I came across this article about a 64 year-old Vietnam veteran who has chosen to live homeless, or houseless as he prefers to put it, in Alaska. As he says, his kind of homelessness/houselessness out in the wilds is very different to urban homelessness. Mostly self-sufficient, he visits a foodbank about once a month to stock up on non-perishable essentials and considers himself to live a more eco-friendly life than most.

He’s aware of the risks: “In general, stupidity out here in the frozen north usually carries severe consequences: campfires in a dry forest on a windy day easily get out of control; sloppy chainsaw, axe or knife work you could lose a finger or cut into an artery and bleed out; carelessness near rivers or ice could drown you; drinking water from a polluted creek will leave you very sick. Pick berries to eat oblivious to your surroundings and you could get eaten yourself (bears like berries too).

People with a penchant for stumbling around drunk and stoned and sleeping it off curbside in the middle of the afternoon probably won’t succeed out here. Discoveries of frozen houseless people regularly make local news headlines. If these folks can’t make in an urban setting with services right around the corner, living in the woods miles from any help is not an option.”

He wants to keep his location secret as he fears others might try to join him.

That’s his chosen way of life. Personally I would find the lack of regularly washed clothing and the difficulty of dealing with personal hygiene rather difficult to cope with. But then whenever I see documentaries of people off on great adventure treks into the wilds, the same question crosses my mind: how do you get by without a daily shower and clean knickers?

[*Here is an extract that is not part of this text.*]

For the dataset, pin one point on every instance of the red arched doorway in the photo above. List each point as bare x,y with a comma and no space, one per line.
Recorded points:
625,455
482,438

One group planning a bit of an adventure is a bunch of flat-earthers. The Flat Earth International Conference is planning a Flat Earth Cruise for 2020, with participants doing a fair few of the usual things people on cruises do. There’s just one problem really. The navigational systems cruise ships, and other vessels, use rely on the fact that the Earth is not flat: theoretically puncturing the beliefs of the flat Earth crowd. “Ships navigate based on the principle that the Earth is round,” said Henk Keijer, a former cruise ship captain who sailed all over the globe during a 23-year career. “Nautical charts are designed with that in mind: that the Earth is round.”

That may not bother the Flat Earth people though. I fully expect that they use mobile phones, as do many folk who believe we should live according to older belief systems.

One aspect of their belief is that the world is a sort of disc surrounded by an ice-wall - Antarctica! Presumably the wall stops us all sliding off into space.

Space itself is another matter as real flat earthers with tell you, as “the space agencies of the world” have conspired to fake “space travel and exploration”.

This is as crazy, although nowhere near as dangerous, as the evangelicals in the United States, where people like Mike Pompeo can say, as he did in a speech at the American University in Cairo, that in his state department office: “I keep a Bible open on my desk to remind me of God and his word, and the truth.” This is a man involved in the government of a really powerful nation.

Just as he did in Cairo, Pompeo called on the congregation of a Kansan megachurch three years ago to join a fight of good against evil. “We will continue to fight these battles,” the then congressman said at the Summit church in Wichita. “It is a never-ending struggle … until the rapture. Be part of it. Be in the fight.”

For Pompeo’s audience, the rapture invoked an apocalyptical Christian vision of the future, a final battle between good and evil, and the second coming of Jesus Christ, when the faithful will ascend to heaven and the rest will go to hell.

Maybe this is what has been going on the Houses of Parliament!